Penser la marque comme un passeur

Nous vivons sur nos acquis depuis trop longtemps. Des concepts marquants ont vu le jour dans la dernière décennie?: la notion d'expérience, le marketing de la valeur, le marketing tribal… mais pas de révolution profonde capable de nous permettre de repenser la communication… Pourtant, il est nécessaire de proposer une nouvelle matrice et de revenir sur le rôle des marques, des médias et la fonction de la communication, afin d'en offrir une nouvelle lecture, à même de recharger le système. Commençons par la marque. Nous pensons, comme Marie-Claude Sicard l'a brillamment démontré dans Les ressorts cachés du désir, que la donne a changé. Victimes d'une crise d'indifférenciation, les marques passent leur temps à s'observer, à se copier. Les syndromes propres au marketing s'appellent benchmark, me-too, Cahier de Tendances… Les entreprises sont entrées dans une “rivalité mimétique”, et dans cette course au mimétisme, elles en oublient d'être uniques. Comme le souligne Jacques Neirynck dans Le marketing sans marketing, les marques doivent avant tout chercher à être incontournables, à refuser la comparaison. La singularité, c'est ce que doit rechercher de manière obsessionnelle le marketing, plutôt que la différenciation. Les marques doivent ainsi à nouveau remplir leur rôle traditionnel de passeur entre les consommateurs et leurs désirs. D'où l'importance d'une compréhension fine des consommateurs et des ressorts inconscients de sélection des produits et des marques, afin de construire des stratégies de communication qui prennent en compte la nature des messages (promesse d'ultra concret vs rêve) et le type de rapport au groupe (produits révélateurs de personnalité vs produits permettant de s'intégrer à la communauté).
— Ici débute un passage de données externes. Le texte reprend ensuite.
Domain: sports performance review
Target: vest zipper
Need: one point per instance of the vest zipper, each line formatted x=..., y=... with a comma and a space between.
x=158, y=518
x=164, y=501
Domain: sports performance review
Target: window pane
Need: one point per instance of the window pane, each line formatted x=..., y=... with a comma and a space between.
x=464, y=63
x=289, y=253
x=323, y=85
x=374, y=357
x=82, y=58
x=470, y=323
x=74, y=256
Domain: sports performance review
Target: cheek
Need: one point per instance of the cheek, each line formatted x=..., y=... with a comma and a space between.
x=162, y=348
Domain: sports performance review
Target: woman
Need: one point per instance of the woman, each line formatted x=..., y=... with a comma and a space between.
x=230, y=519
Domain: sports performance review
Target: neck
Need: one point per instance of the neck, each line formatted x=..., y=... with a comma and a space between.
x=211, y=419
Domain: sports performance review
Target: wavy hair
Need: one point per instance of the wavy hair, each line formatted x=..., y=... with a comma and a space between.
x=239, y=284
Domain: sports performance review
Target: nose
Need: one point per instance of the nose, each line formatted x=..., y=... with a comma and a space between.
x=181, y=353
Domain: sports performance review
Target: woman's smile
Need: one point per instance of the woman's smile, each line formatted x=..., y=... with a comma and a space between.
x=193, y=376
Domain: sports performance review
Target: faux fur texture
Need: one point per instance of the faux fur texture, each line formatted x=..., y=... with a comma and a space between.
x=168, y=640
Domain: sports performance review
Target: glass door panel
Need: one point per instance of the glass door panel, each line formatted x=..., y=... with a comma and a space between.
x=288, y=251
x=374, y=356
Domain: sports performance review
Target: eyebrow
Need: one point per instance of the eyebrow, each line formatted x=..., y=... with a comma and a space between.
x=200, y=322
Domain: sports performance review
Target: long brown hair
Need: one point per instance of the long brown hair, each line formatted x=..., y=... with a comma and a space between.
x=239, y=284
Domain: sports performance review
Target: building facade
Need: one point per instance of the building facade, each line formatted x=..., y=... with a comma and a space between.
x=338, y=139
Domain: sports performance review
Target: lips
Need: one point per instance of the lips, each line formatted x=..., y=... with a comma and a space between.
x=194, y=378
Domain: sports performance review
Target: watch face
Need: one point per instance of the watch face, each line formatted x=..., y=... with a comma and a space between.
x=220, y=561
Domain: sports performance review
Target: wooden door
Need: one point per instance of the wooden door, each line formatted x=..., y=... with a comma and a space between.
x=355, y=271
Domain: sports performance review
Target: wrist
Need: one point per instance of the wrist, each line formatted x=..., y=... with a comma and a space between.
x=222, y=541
Penser le média comme une empreinte et non comme un support

Le Petit Larousse définit le média comme un “support de diffusion de l'information transmettant un message à l'intention d'un groupe”. Une définition totalement dépassée. A l'ère de la révolution digitale et de l'explosion des nouveaux médias, il importe de redéfinir cette notion à trois niveaux?: premièrement, en comprenant qu'il vaut mieux parler de contacts plutôt que de support. Deuxièmement en ne considérant plus le message comme une production unilatérale de l'émetteur : celui-ci est le fruit d'un échange, entre des marques et des consommateurs qui s'approprient de plus en plus le message et le diffusent après l'avoir eux même transformé. Enfin, les médias non plus ne peuvent plus être pensés sans prendre en compte le contexte de réception. En somme, nous assistons au passage d'une vision unidimensionnelle (un message sur un support) à une vision tridimensionnelle, une empreinte des médias qui prend en compte le contexte (selon que le message est reçu de manière individuelle, collective, dans quel espace, dans le temps), le contenu (selon qu'il est informatif, interactif, explicatif, divertissant…), et le contact au sens large (TV, mobile, Internet, PDA…).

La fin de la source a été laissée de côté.